Ayant lui-même contracté lae Covid-19, Ramasomanana décrit le manque de médicaments comme le Lovenox à l’hôpital d’Andohatapenaka, ainsi que le manque d’oxygène nécessaire au traitement. Par ailleurs, alors qu’une somme de 44 trillion d’ariary (11,7 millions de dollars) était prévue pour la rénovation de 13 hôpitaux, Ramasomanana allègue que ces fonds auraient été utilisés à d’autres fins et par d’autres organismes et que certains centres ont été livrés sans électricité ni eau courante. Enfin, M. Ramasomanana évoque le manque de médecins, les stagiaires étant privilégiés dans le processus de recrutement alors que les médecins font la queue au ministère pour soumettre leur candidature. Il dénonce le népotisme qui, selon lui, règne dans le secteur de la santé publique malgache.
M. Ramasomanana démissionne en novembre 2020 après avoir refusé de signer des documents qu’il estimait entachés d’irrégularités et de corruption. Il a également été condamné à une amende d’un million d’ariary (environ 260 dollars) pour « injure et diffamation ». À ce jour, la loi malgache ne prévoit aucune protection pour les lanceurs d’alerte, et nombre d’entre eux sont poursuivis par les autorités malgaches, comme Jeannot Randriamanana, Raleva et Clovis Razafimalala. Pourtant, les lanceurs d’alerte jouent un rôle essentiel dans la dénonciation d’actes illégaux susceptibles de compromettre le développement de certains pays, tels que la corruption et les détournements.
La Plateforme de Protection des Lanceurs d’Alerte en Afrique (PPLAAF), ainsi que de nombreuses autres organisations, exhortent le gouvernement malgache à prendre des mesures appropriées pour protéger les lanceurs d’alerte.

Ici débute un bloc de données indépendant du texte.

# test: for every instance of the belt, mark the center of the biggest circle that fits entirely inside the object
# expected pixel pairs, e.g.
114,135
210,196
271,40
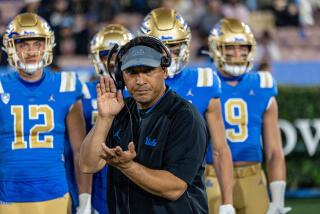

« Le temps est venu pour Madagascar de reconnaître l’importance de la transparence vis-à-vis de sa population et de l’intérêt général. La corruption et le détournement de ressources à des fins personnelles doivent cesser ». – Henri Thulliez, Directeur de PPLAAF.
PPLAAF est une organisation non gouvernementale créée en 2017 pour protéger les lanceurs d’alerte, ainsi que pour plaider et engager des contentieux stratégiques en leur nom lorsque leurs révélations traitent de l’intérêt général des citoyens africains.